April 2025 Newsletter: Funerals

A blessed April to you and your loved ones!

April brings the full swing of Spring that I mentioned last month in the newsletter. That’s especially pertinent for us at Trinity this year, first and foremost, because April this year brings Easter. We have also suffered several losses in dear members of our church family over the past month, and we could all use another reminder of new life. With this focus, I wanted to take a bit of time to speak about funerals.

Why do we take time to have funerals? According to a few Funeral Directors, it is becoming more common for people to opt out of the traditional funeral service. You yourself may have heard of family members or friends that have a different kind of service – sometimes at a church, sometimes at another place; God may be a part of the service or may be omitted. Nevertheless, I would assert that we need funerals today more than ever.

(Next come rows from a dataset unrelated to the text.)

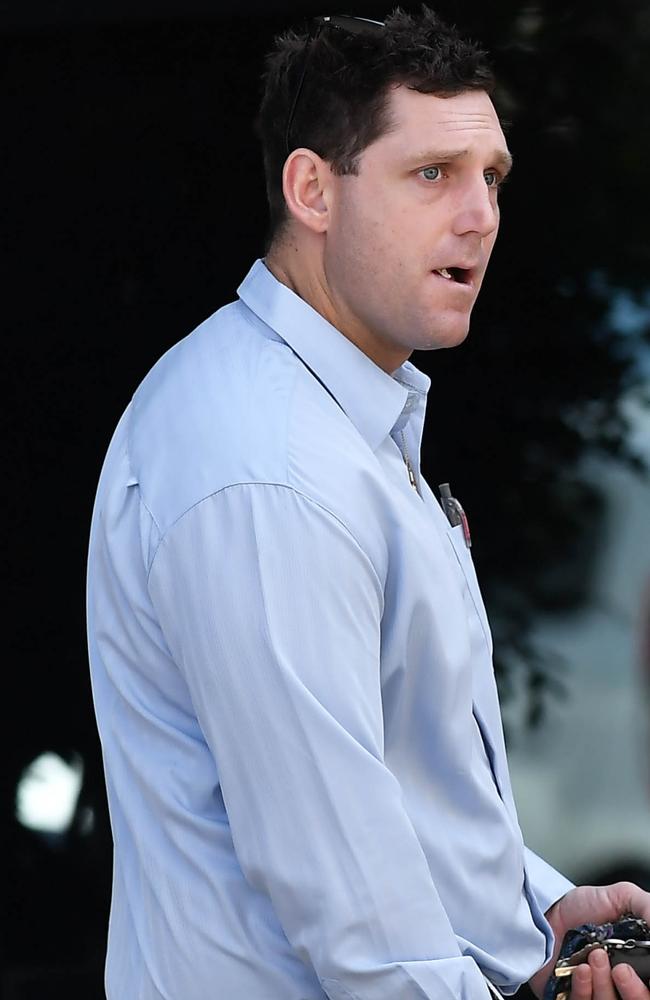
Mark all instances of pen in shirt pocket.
[438,483,472,549]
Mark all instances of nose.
[454,174,499,238]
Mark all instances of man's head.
[253,7,509,370]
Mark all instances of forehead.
[378,85,508,160]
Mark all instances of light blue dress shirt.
[88,261,570,1000]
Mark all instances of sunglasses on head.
[285,14,384,156]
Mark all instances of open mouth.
[433,267,471,285]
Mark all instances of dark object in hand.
[544,913,650,1000]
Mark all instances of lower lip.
[431,271,474,293]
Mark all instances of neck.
[264,238,410,375]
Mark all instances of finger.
[589,948,617,1000]
[605,882,650,921]
[612,965,650,1000]
[571,962,592,1000]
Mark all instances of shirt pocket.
[447,524,493,656]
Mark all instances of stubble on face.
[322,87,509,371]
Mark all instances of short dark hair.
[255,5,495,249]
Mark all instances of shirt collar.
[237,260,430,451]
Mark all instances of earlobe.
[282,149,330,233]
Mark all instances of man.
[88,9,650,1000]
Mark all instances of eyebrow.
[409,149,512,175]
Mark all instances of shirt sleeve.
[524,847,575,913]
[149,484,489,1000]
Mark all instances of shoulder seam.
[147,480,384,593]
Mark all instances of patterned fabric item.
[544,913,650,1000]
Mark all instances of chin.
[416,323,469,351]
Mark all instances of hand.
[530,882,650,1000]
[571,948,650,1000]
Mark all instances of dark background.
[5,0,650,1000]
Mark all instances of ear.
[282,148,332,233]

I know some object to the term “funeral” as having too many sad connotations – the word itself comes from the Latin word for death or corpse after all – but I think it’s a term that we should keep. The reality of death is that there is someone in our lives that is missing. That warrants a time of mourning, even if the death came at the end of a long road of suffering or pain. At a funeral, we mourn. At a funeral, we can’t avoid the death that is before us. And in all actuality, I would have us keep it that way.

This isn’t because I want people to be miserable. This isn’t because I want people to feel hurt. Rather, it is because the hope that we have in Christ is one that is centered to and connected with Resurrection. Easter is where Christ becomes, as Paul describes it in 1 Corinthians 15:20, the first fruits of those who have fallen asleep. He’s the first, but those who die believing in his promises will follow him in resurrection. And to be resurrected a person needs to die.

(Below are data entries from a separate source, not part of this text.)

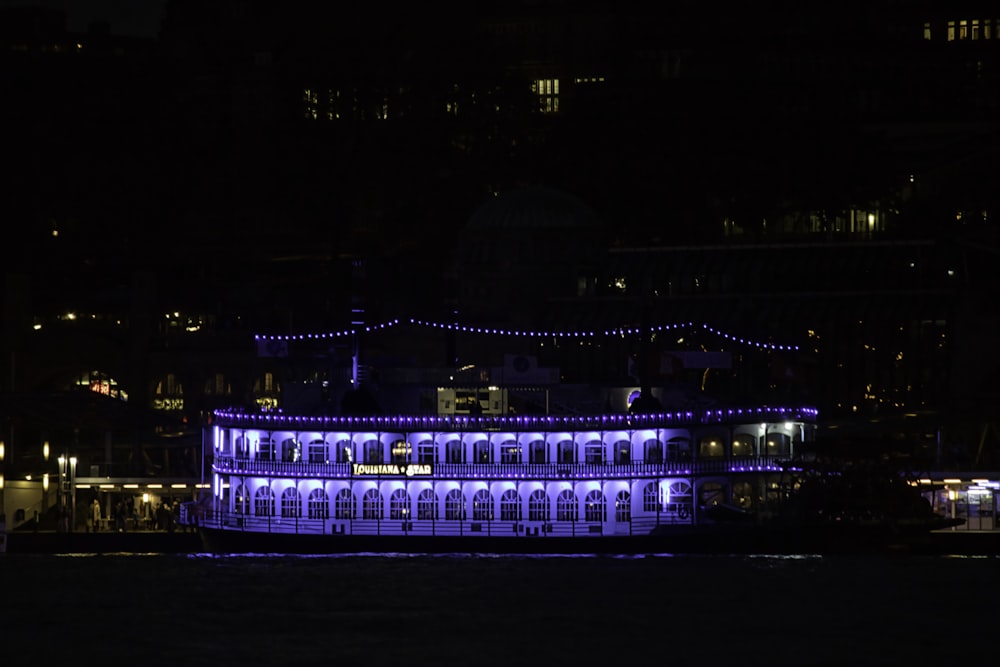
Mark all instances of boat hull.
[199,526,960,555]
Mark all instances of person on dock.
[89,498,101,533]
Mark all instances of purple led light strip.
[254,318,799,351]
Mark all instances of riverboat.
[193,406,868,552]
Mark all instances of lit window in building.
[389,489,410,520]
[472,440,493,463]
[253,486,274,516]
[361,488,382,519]
[417,440,437,463]
[528,489,549,521]
[309,489,330,519]
[333,489,355,519]
[500,489,521,521]
[472,489,493,521]
[500,440,521,463]
[556,440,576,463]
[302,88,319,120]
[615,490,632,523]
[362,438,382,463]
[417,489,437,521]
[642,482,660,512]
[531,79,559,113]
[583,489,605,522]
[233,484,250,514]
[308,440,327,463]
[642,438,663,463]
[257,438,278,461]
[556,489,576,521]
[583,440,604,464]
[528,440,547,463]
[444,489,465,521]
[281,487,302,519]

The greatest hope we have in Christ is that death is not the end. Culturally, we live at a time where people would have us push death to the side – that people live on in some way through their memory, or through their possessions, or through their remains, or that death is just a part of life. The assumption is that we should celebrate a life well lived rather than mourn a death. But when we push away death, we push away the fullness of God’s promises. Death is the strictest revelation of the law, yes, but where the strength of the law weighs heaviest on our hearts the Gospel is all the sweeter. The truth about Jesus’ work for our lives is best communicated in its strength at the point of death. And the truth is, we don’t need to hide from its reality. Death cannot defeat God.

So, if you come to a funeral at Trinity, and wonder why I focus on talking about a funeral rather than other terms that are floating out there, know that my goal every time you walk into a service at Trinity is that you walk away with more trust in God’s promises and the comfort that they bring, and I believe that speaking in the way I do will aid that goal. And while funerals will come with a lot of mourning and rejoicing, they will always come with even more hope. Blessings on your Lent and Easter!